There has been plenty of discussion of what HP’s recent acquisition of Fortify means in terms of commoditization and consolidation in the market. The reality is that most acquisitions by large vendors are about covering perceived holes in their product line. In other words this is really just the market acknowledging the legitimacy of the product or feature set. Don’t get me wrong – legitimization is very important, but it doesn’t necessarily mean either consolidation or commoditization, though they both indicate some level of legitimization.

Commoditization is actually at odds with consolidation. Like legitimization, they are both important aspects of the product/market maturity curve. Consolidation is when the number of vendors in a market radically decreases due to acquisitions by larger vendors (HP, IBM, McAfee, Symantec – you get the idea) or straight failures causing companies to shut down. Consolidation – especially the acquisition type – indicates that the product space is beginning to be legitimized in the eyes of customers.
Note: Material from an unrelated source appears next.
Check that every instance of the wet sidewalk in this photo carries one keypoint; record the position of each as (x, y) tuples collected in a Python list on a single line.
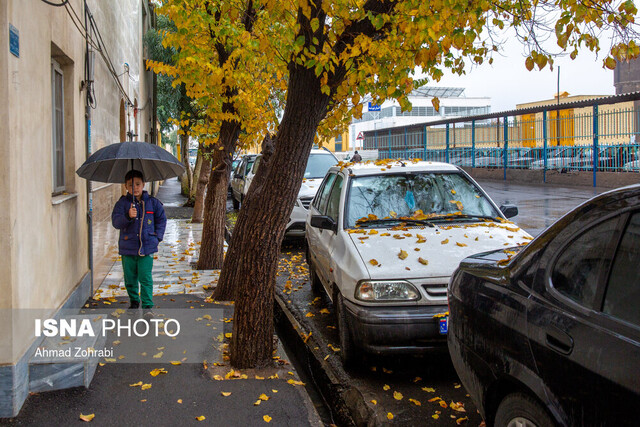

At the other end of the legitimization/maturity curve we have commoditization. This is where the market has completely legitimized the product space, and in fact there is little to no innovation going on there. Essentially all the products have become morally equivalent, and as far as customers are concerned there is little or no compelling technical reason to choose one vendor over another. At that point it comes down to cost: which vendor will provide the product at the lowest capital and operational costs?
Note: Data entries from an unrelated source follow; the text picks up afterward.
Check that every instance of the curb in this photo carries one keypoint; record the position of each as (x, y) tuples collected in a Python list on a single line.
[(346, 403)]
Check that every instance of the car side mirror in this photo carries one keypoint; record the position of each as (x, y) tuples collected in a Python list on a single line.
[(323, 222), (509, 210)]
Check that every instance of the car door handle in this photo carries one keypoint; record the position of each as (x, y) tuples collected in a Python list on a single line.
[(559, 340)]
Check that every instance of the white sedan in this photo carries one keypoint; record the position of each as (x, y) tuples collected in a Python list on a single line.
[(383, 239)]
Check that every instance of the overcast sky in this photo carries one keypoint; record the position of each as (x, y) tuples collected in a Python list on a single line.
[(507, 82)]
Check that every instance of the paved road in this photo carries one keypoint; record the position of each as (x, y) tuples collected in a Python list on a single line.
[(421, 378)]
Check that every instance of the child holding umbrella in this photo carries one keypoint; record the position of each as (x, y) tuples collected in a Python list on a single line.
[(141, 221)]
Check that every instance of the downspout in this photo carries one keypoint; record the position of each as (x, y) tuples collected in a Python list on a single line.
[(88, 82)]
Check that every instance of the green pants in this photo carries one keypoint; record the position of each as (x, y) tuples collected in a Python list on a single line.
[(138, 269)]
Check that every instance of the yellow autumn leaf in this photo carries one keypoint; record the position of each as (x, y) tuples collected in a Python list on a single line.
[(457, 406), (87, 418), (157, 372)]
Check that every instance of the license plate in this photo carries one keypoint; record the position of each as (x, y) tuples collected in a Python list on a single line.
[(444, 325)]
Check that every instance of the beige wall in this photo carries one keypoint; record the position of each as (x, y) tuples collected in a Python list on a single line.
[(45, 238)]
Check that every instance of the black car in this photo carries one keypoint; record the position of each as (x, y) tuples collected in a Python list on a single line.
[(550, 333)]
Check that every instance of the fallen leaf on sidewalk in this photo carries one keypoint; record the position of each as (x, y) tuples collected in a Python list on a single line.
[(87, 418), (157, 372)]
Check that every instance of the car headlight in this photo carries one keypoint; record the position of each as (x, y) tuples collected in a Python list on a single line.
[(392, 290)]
De-consolidation is also correlated with commoditization. One key indicator of commoditization is an increase in the number of vendors. A great example of this is desktops, laptops, and servers. They are pretty much all the same and it’s really a question of which nameplate is on the front. In the security space, you can see this clearly with firewalls/routers for small offices & homes (“SOHO”), and we are starting to see it with AV as well.

As for HP buying Fortify, it’s neither consolidation nor commoditization. The market hasn’t shifted in either direction enough for those. It is, however, legitimization of code auditing tools as a product category.